Talking Tolkien: Ten Things I Think I Think

It’s time to wrap up Talking Tolkien. And I thought a Tolkien-themed version of Ten Things I Think I Think would be a fun way to do it. So away we go…

READ THE LEGEND OF SIGURD & GUDRUN

I read this last year, and I intend to write an essay on it, but just haven’t fit it in yet. This is a good book. And you can really see the influence it had on Tolkien. It’s as depressing as a Jim Thompson novel, but still well worth reading. I highly recommend it for fans of The Silmarillion.

After finishing this, I tried to read The Story of Kullervo, but it didn’t really work for me. It’s not by Christopher Tolkien, and the way it was laid out, and read, felt different from Sigurd, Gawain, etc. I plan on powering through it, as it was also influential on Tolkien. But I’m not recommending that one, yet. Definitely check out Sigurd.
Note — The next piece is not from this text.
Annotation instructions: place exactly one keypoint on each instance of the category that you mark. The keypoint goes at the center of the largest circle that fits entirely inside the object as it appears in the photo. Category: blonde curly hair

I WANT A ‘TALES OF MIDDLE EARTH’

I’m not a fan of how the rights holder of Robert E. Howard’s works is handling new fiction. At all. Not just the barren output – but the whole approach (which has been mostly talk so far).

I’d love to see a collection of short stories based on Tolkien elements. Ideally done by people qualified to write in Tolkien’s style (folks who wrote like Dennis L. McKiernan, Andre Norton, Peter S. Beagle, Terry Brooks – not just big-names to put on the cover).